Secondary analyses of the ESSENCE trial were presented at the American Association for the Study of Liver Diseases (AASLD), The Liver Meeting^® 2025
Across a spectrum of weight loss thresholds, a post hoc analysis showed Wegovy^® (semaglutide 2.4 mg) injection was associated with resolution in liver injury, while improvements in liver scarring trended to favor semaglutide 2.4 mg¹
An additional secondary analysis found that semaglutide 2.4 mg, when compared to placebo, showed improvements in both liver injury and in liver scarring across various ages, genders, races, and ethnicities²

BAGSVÆRD, Denmark & PLAINSBORO, N.J., Nov. 10, 2025 /PRNewswire/ -- Novo Nordisk today presented data at the 76^th annual American Association for the Study of Liver Diseases (AASLD) meeting, The Liver Meeting^® 2025, in Washington, D.C., evaluating the effects of semaglutide 2.4 mg in people with metabolic dysfunction-associated steatohepatitis (MASH) and moderate-to-advanced liver scarring (fibrosis).
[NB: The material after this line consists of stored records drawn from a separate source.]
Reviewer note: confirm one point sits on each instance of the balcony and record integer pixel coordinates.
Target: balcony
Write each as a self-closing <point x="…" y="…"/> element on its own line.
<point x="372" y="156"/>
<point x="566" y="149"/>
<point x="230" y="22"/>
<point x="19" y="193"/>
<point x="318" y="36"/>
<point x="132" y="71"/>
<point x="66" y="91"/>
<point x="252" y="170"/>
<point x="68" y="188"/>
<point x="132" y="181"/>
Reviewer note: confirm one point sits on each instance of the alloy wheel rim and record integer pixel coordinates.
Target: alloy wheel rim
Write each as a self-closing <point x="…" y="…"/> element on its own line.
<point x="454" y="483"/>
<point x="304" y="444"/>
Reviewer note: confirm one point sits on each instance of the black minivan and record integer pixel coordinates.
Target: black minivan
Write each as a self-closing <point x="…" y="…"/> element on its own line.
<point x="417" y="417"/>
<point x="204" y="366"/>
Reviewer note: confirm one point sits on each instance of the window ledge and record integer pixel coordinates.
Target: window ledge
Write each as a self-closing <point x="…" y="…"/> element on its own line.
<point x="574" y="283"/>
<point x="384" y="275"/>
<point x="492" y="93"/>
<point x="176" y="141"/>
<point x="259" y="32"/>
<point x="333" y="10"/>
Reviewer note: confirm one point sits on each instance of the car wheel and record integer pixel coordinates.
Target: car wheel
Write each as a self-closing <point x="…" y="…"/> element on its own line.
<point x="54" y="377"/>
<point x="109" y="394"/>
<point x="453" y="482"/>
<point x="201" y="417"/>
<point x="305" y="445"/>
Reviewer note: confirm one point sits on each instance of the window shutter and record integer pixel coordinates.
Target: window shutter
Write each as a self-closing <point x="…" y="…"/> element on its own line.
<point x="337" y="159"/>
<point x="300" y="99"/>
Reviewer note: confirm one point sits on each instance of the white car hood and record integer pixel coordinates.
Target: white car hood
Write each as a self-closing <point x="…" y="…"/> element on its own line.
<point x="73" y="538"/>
Results from a post hoc analysis of the ESSENCE phase 3 trial showed semaglutide 2.4 mg was associated with reduction in liver injury (steatohepatitis) in adults with MASH even at low levels of weight loss.¹

"These data suggest that the effects of semaglutide 2.4 mg in this study may not be solely dependent on weight loss and provide important insights into the clinical effects of semaglutide 2.4 mg in people living with MASH," said Professor Philip Newsome, MBChB, PhD, co-chief investigator and director of Roger Williams Institute of Liver Studies, King's College Hospital and King's College London. "These data add new layers to our understanding of MASH, which is often accompanied by other systemic conditions, including cardiometabolic disorders."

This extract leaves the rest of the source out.